Я сочувствовал этому парню, но потом, как по щелку, осознал, что, сам вот-вот окажусь в том же положении, и тогда я понял, насколько лицемерным было это сочувствие. Что если я не найду сил извиниться перед той преподавательницей?
Будучи студентом, не стыдно раздавать листовки, не стыдно быть грузчиком, охранником, уборщиком, ведь все еще впереди, это временно, но стоит мне лишиться статуса, и я предстану перед такими вот Полтинниками, перед такими вот преподавателями на суд абсолютно беззащитным. И никто никогда не спросит, не поинтересуется, сколько стихов я сочинил, знаю ли что такое категорический императив и читал ли я Пруста.
Может ли хоть кто-то подумать, что киргиз в спецовке может разбираться, например, в социологии? Вряд ли. Каким-то нелепым образом получается, что томик Гомера и блокнот со стихами говорят обо мне меньше, чем рабочая форма и студенческий билет.
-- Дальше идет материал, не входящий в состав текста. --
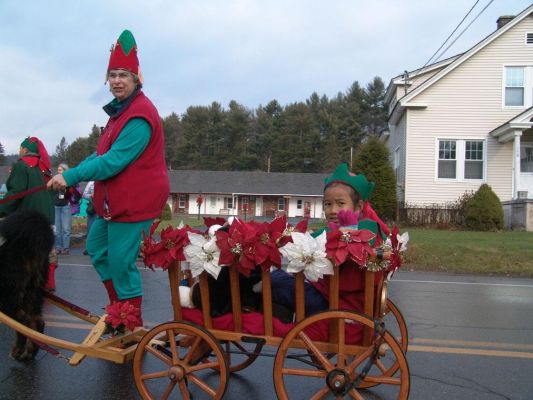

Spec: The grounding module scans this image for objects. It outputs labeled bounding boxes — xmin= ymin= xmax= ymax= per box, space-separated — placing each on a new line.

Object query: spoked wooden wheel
xmin=133 ymin=322 xmax=229 ymax=399
xmin=222 ymin=341 xmax=263 ymax=372
xmin=273 ymin=311 xmax=410 ymax=400
xmin=361 ymin=299 xmax=409 ymax=388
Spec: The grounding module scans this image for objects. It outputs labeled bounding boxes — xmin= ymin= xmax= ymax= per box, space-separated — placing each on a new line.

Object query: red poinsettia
xmin=326 ymin=229 xmax=375 ymax=265
xmin=105 ymin=301 xmax=142 ymax=332
xmin=215 ymin=219 xmax=256 ymax=276
xmin=141 ymin=225 xmax=193 ymax=269
xmin=252 ymin=219 xmax=286 ymax=270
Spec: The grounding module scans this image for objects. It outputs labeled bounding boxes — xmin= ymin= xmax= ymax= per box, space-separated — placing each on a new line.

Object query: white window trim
xmin=524 ymin=32 xmax=533 ymax=46
xmin=520 ymin=142 xmax=533 ymax=176
xmin=393 ymin=146 xmax=402 ymax=186
xmin=435 ymin=137 xmax=487 ymax=185
xmin=502 ymin=65 xmax=533 ymax=110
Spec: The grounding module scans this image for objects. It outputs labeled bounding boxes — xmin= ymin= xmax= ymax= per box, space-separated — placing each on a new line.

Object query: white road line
xmin=391 ymin=279 xmax=533 ymax=288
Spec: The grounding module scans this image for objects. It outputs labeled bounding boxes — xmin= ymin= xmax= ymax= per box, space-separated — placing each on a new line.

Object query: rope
xmin=0 ymin=185 xmax=46 ymax=204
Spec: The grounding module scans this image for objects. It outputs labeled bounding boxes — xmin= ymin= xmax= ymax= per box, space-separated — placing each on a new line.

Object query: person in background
xmin=54 ymin=163 xmax=81 ymax=255
xmin=48 ymin=30 xmax=169 ymax=325
xmin=0 ymin=137 xmax=57 ymax=291
xmin=83 ymin=181 xmax=95 ymax=255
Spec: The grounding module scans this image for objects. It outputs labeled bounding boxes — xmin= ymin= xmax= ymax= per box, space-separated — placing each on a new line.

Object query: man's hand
xmin=46 ymin=174 xmax=67 ymax=190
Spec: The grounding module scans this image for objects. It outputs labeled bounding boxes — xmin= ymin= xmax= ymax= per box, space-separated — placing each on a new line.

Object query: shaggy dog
xmin=0 ymin=211 xmax=54 ymax=361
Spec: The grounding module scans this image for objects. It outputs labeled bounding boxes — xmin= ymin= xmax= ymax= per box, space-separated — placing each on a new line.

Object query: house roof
xmin=398 ymin=4 xmax=533 ymax=107
xmin=490 ymin=107 xmax=533 ymax=143
xmin=0 ymin=166 xmax=329 ymax=196
xmin=384 ymin=54 xmax=462 ymax=104
xmin=168 ymin=170 xmax=328 ymax=196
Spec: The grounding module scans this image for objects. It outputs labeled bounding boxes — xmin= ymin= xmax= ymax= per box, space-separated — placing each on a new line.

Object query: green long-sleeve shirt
xmin=63 ymin=118 xmax=152 ymax=186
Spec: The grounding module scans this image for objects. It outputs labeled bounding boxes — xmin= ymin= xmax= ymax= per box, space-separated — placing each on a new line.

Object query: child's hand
xmin=337 ymin=210 xmax=359 ymax=227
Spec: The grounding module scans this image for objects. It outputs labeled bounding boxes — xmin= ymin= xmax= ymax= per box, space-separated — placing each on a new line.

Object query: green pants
xmin=87 ymin=217 xmax=153 ymax=300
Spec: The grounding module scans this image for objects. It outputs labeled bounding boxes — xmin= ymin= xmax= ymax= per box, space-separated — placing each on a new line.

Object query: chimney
xmin=496 ymin=15 xmax=514 ymax=30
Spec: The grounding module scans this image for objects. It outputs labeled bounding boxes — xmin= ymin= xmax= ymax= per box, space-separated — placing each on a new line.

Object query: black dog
xmin=0 ymin=211 xmax=54 ymax=361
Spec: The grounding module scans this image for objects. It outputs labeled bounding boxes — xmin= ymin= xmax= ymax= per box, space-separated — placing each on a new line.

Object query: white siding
xmin=406 ymin=17 xmax=533 ymax=204
xmin=388 ymin=114 xmax=407 ymax=202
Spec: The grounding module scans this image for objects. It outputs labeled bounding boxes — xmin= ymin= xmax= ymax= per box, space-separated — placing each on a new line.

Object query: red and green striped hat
xmin=107 ymin=30 xmax=141 ymax=78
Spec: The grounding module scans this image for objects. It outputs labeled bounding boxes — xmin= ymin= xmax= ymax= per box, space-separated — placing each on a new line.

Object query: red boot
xmin=122 ymin=296 xmax=143 ymax=326
xmin=44 ymin=263 xmax=57 ymax=292
xmin=102 ymin=279 xmax=118 ymax=304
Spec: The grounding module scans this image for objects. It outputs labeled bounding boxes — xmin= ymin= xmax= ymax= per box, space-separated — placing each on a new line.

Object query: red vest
xmin=94 ymin=90 xmax=169 ymax=222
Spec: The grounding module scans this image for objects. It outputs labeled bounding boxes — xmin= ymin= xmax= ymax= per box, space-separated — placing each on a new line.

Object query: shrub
xmin=354 ymin=138 xmax=397 ymax=221
xmin=161 ymin=203 xmax=172 ymax=221
xmin=465 ymin=183 xmax=503 ymax=231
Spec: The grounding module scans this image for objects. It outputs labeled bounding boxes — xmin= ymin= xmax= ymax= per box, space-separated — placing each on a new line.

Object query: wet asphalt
xmin=0 ymin=248 xmax=533 ymax=400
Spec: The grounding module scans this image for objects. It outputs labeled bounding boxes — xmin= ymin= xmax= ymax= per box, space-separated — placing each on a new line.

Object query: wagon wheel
xmin=222 ymin=341 xmax=263 ymax=372
xmin=133 ymin=322 xmax=229 ymax=399
xmin=360 ymin=299 xmax=409 ymax=388
xmin=273 ymin=311 xmax=410 ymax=400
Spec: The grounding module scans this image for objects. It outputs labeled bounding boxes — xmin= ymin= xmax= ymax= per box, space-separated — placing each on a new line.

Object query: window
xmin=520 ymin=143 xmax=533 ymax=172
xmin=436 ymin=139 xmax=486 ymax=181
xmin=394 ymin=147 xmax=400 ymax=183
xmin=224 ymin=197 xmax=233 ymax=208
xmin=438 ymin=140 xmax=457 ymax=179
xmin=465 ymin=140 xmax=483 ymax=179
xmin=505 ymin=67 xmax=525 ymax=107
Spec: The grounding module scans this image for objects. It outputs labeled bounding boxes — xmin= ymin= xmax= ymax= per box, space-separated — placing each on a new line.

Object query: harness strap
xmin=0 ymin=185 xmax=46 ymax=204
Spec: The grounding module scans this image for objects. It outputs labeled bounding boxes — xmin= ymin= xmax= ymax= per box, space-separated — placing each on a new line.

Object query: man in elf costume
xmin=48 ymin=30 xmax=169 ymax=325
xmin=0 ymin=137 xmax=57 ymax=291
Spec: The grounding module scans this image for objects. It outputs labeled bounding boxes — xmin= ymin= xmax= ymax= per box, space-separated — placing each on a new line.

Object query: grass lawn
xmin=402 ymin=228 xmax=533 ymax=277
xmin=98 ymin=217 xmax=533 ymax=277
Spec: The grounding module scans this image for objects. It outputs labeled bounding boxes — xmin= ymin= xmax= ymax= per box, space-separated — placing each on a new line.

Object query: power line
xmin=421 ymin=0 xmax=479 ymax=69
xmin=436 ymin=0 xmax=494 ymax=60
xmin=406 ymin=0 xmax=494 ymax=82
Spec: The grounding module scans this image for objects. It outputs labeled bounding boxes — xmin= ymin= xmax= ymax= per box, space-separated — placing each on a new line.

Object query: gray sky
xmin=0 ymin=0 xmax=531 ymax=154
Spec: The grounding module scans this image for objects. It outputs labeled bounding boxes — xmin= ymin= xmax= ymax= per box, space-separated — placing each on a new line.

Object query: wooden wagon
xmin=0 ymin=220 xmax=410 ymax=399
xmin=133 ymin=255 xmax=410 ymax=399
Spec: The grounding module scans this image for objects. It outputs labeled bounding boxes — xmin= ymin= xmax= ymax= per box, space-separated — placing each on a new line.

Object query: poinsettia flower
xmin=184 ymin=232 xmax=221 ymax=279
xmin=250 ymin=221 xmax=284 ymax=270
xmin=276 ymin=219 xmax=309 ymax=247
xmin=280 ymin=232 xmax=333 ymax=282
xmin=326 ymin=229 xmax=375 ymax=265
xmin=204 ymin=217 xmax=226 ymax=228
xmin=161 ymin=225 xmax=192 ymax=268
xmin=105 ymin=301 xmax=142 ymax=331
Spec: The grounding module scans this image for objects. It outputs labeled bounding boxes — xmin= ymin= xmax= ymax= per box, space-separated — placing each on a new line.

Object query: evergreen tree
xmin=53 ymin=136 xmax=68 ymax=164
xmin=353 ymin=138 xmax=397 ymax=221
xmin=163 ymin=113 xmax=181 ymax=169
xmin=361 ymin=76 xmax=387 ymax=136
xmin=0 ymin=143 xmax=6 ymax=165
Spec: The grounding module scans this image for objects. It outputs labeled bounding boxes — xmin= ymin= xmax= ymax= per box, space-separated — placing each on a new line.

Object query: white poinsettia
xmin=396 ymin=232 xmax=409 ymax=251
xmin=280 ymin=232 xmax=333 ymax=282
xmin=183 ymin=232 xmax=221 ymax=279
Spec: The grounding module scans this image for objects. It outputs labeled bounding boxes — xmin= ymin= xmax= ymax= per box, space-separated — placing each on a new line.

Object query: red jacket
xmin=94 ymin=90 xmax=169 ymax=222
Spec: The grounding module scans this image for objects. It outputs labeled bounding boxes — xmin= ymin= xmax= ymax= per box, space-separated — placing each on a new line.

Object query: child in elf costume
xmin=272 ymin=164 xmax=389 ymax=315
xmin=0 ymin=136 xmax=57 ymax=291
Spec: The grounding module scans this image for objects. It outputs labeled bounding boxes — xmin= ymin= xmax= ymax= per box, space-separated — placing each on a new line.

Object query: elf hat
xmin=20 ymin=136 xmax=50 ymax=171
xmin=324 ymin=163 xmax=375 ymax=201
xmin=107 ymin=30 xmax=142 ymax=83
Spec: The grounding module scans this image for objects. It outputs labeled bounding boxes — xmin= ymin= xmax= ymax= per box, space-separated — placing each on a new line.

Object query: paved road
xmin=0 ymin=250 xmax=533 ymax=400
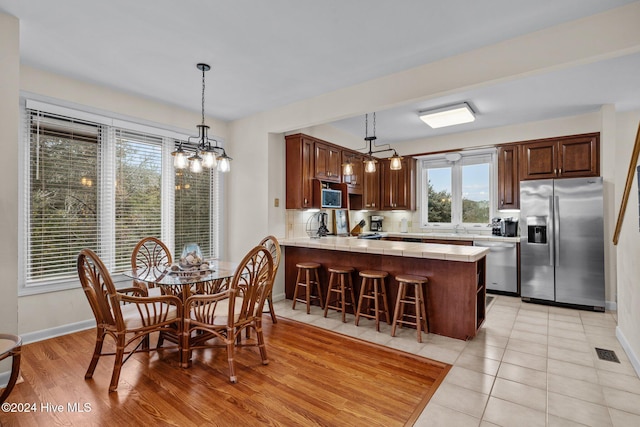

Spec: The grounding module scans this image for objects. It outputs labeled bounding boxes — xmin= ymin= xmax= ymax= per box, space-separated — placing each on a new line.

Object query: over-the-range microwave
xmin=320 ymin=188 xmax=342 ymax=209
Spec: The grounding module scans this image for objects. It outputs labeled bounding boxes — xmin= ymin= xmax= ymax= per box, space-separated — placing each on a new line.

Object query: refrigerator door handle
xmin=547 ymin=196 xmax=555 ymax=265
xmin=553 ymin=196 xmax=560 ymax=265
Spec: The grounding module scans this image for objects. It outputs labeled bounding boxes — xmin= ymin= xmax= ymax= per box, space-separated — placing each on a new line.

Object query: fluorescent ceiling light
xmin=418 ymin=102 xmax=476 ymax=129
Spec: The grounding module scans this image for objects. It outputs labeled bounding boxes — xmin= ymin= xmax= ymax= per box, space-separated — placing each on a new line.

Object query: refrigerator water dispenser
xmin=527 ymin=216 xmax=547 ymax=245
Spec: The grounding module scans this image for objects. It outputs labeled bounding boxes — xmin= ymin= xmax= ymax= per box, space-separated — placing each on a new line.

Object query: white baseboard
xmin=21 ymin=319 xmax=96 ymax=344
xmin=616 ymin=326 xmax=640 ymax=377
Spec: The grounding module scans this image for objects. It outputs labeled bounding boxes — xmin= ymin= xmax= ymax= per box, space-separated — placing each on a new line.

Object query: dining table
xmin=122 ymin=260 xmax=238 ymax=302
xmin=0 ymin=334 xmax=22 ymax=403
xmin=122 ymin=260 xmax=238 ymax=367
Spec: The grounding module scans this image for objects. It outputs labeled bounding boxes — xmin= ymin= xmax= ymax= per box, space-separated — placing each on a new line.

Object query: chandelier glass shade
xmin=171 ymin=63 xmax=232 ymax=173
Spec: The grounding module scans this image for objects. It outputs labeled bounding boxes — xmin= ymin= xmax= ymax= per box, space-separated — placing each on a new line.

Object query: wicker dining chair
xmin=260 ymin=236 xmax=282 ymax=323
xmin=131 ymin=237 xmax=181 ymax=296
xmin=77 ymin=249 xmax=182 ymax=392
xmin=182 ymin=246 xmax=273 ymax=383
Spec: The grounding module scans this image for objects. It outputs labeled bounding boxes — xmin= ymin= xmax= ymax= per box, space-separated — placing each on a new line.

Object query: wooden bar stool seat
xmin=291 ymin=262 xmax=324 ymax=314
xmin=356 ymin=270 xmax=391 ymax=332
xmin=324 ymin=267 xmax=356 ymax=322
xmin=391 ymin=274 xmax=429 ymax=342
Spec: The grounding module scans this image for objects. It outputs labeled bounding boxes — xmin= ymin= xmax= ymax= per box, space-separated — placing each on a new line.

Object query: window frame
xmin=418 ymin=148 xmax=498 ymax=232
xmin=17 ymin=97 xmax=224 ymax=296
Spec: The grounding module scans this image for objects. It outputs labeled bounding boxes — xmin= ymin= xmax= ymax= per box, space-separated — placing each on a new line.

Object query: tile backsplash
xmin=286 ymin=209 xmax=519 ymax=239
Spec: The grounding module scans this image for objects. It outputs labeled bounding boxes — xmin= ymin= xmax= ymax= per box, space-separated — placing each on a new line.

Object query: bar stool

Когда мы подъезжали к Красному Селу, Киргиз прервал свое молчание:
— Смотри… — он указал на рекламный щит, с которого Гермес протягивал банковскую карту, а слева подпись: «Олимп одобряет!» — вот тебе и влияние греков на современную картину мира, а?
Поэт таскает цемент, Гермес раздает кредиты, что дальше? Чистый, неприступный мир мифов и легенд опошлился, пал как Троя, а наша Газель тащит его труп, словно Ахиллесова колесница тело Гектора. Эдип прочел квитанцию за электричество и выколол глаза, чтобы более не нуждаться в свете. Прометей несет в толпу вместо огня повестки в суд и пьет коньяк. Орел брезгует клюнуть его в циррозную печень. Медея делает аборт. Кассандра плачет каждый новый год под голос президента, а слева от меня крутит баранку, страдает Одиссей, но не от тоски по Пенелопе, не от съеденных циклопом друзей, а по самым физиологическим причинам.
Киргиз в тот день потянул спину, ушел домой пораньше и более не появлялся. За месяц я стерпелся с Полтинником и даже научился понимать его шутки. Еще через месяц я уволился. Странно, но с тех пор я не могу прочесть ни строчки написанной гекзаметром.